When the crew of the 270-foot Coast Guard Cutter Legare boarded a fishing vessel 150 miles east of Cape Cod for a safety inspection, we’re sure they expected some facet of working safety equipment on board.
That wasn’t the case.
The Coast Guard prematurely ended the fishing voyage of the vessel Hot Tuna after the crew discovered the boat did not have a life ring, its flares had expired before 2007, the hydrostatic release on the emergency position indicating radio beacon (EPIRB) expired in 2005, and the battery of the EPIRB failed when tested.
The boat’s life raft also expired last year.
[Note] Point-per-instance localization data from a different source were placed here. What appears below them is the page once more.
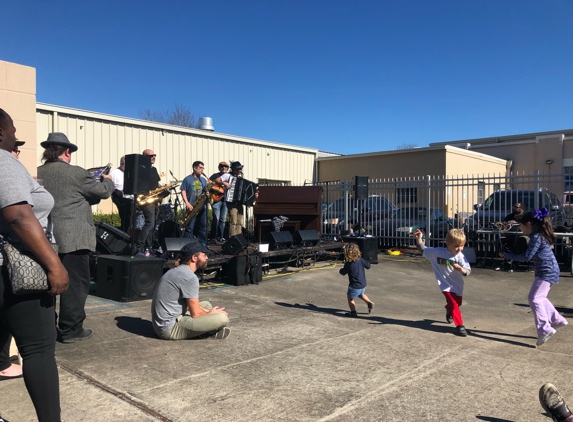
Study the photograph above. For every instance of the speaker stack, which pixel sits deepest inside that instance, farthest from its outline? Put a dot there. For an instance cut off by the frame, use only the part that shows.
(235, 245)
(126, 279)
(110, 240)
(137, 174)
(279, 240)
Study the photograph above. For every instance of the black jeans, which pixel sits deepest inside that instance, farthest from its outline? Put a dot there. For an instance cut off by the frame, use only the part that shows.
(146, 235)
(30, 319)
(73, 301)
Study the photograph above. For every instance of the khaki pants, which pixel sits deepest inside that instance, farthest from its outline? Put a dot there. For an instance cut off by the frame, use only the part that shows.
(187, 327)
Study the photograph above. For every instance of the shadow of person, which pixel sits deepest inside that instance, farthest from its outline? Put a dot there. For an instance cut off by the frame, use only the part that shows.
(137, 326)
(424, 324)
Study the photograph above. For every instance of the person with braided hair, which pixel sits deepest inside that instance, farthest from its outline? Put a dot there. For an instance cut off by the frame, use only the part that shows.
(537, 225)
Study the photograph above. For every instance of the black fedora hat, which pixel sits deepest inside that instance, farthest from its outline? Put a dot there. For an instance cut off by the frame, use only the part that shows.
(58, 138)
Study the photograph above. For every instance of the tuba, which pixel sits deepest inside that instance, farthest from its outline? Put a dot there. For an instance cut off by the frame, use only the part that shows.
(156, 195)
(197, 205)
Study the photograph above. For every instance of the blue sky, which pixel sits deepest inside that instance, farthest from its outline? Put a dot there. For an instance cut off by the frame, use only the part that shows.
(341, 76)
“All of this equipment is essential for the safety of the crew,” said Petty Officer 1st Class James Bayer, the search and rescue controller at the First Coast Guard District Command Center in Boston. “This gear can save your life if you find yourself in distress and to not have it on board your vessel can put you and your crew in a dangerous and potentially deadly situation.”
The two-person crew of the Hot Tuna, based in Harwich, was directed to return to port and was restricted from getting underway until the discrepancies are corrected and verified by Coast Guard Sector Southeastern New England personnel.
The boat will stop in Nantucket where it will fall under escort by the Cutter Vigorous, a 210-foot medium endurance cutter, en route to Great Round Shoal. The vessels will arrive Thursday morning.
“With temperatures dropping it’s more important than ever that mariners ensure they have the proper, required gear on board their vessel and make sure it’s in good, working order,” said Bayer. “We are boarding vessels to ensure they meet the requirements in hopes that this gear would save their life if they were in the position to need it.”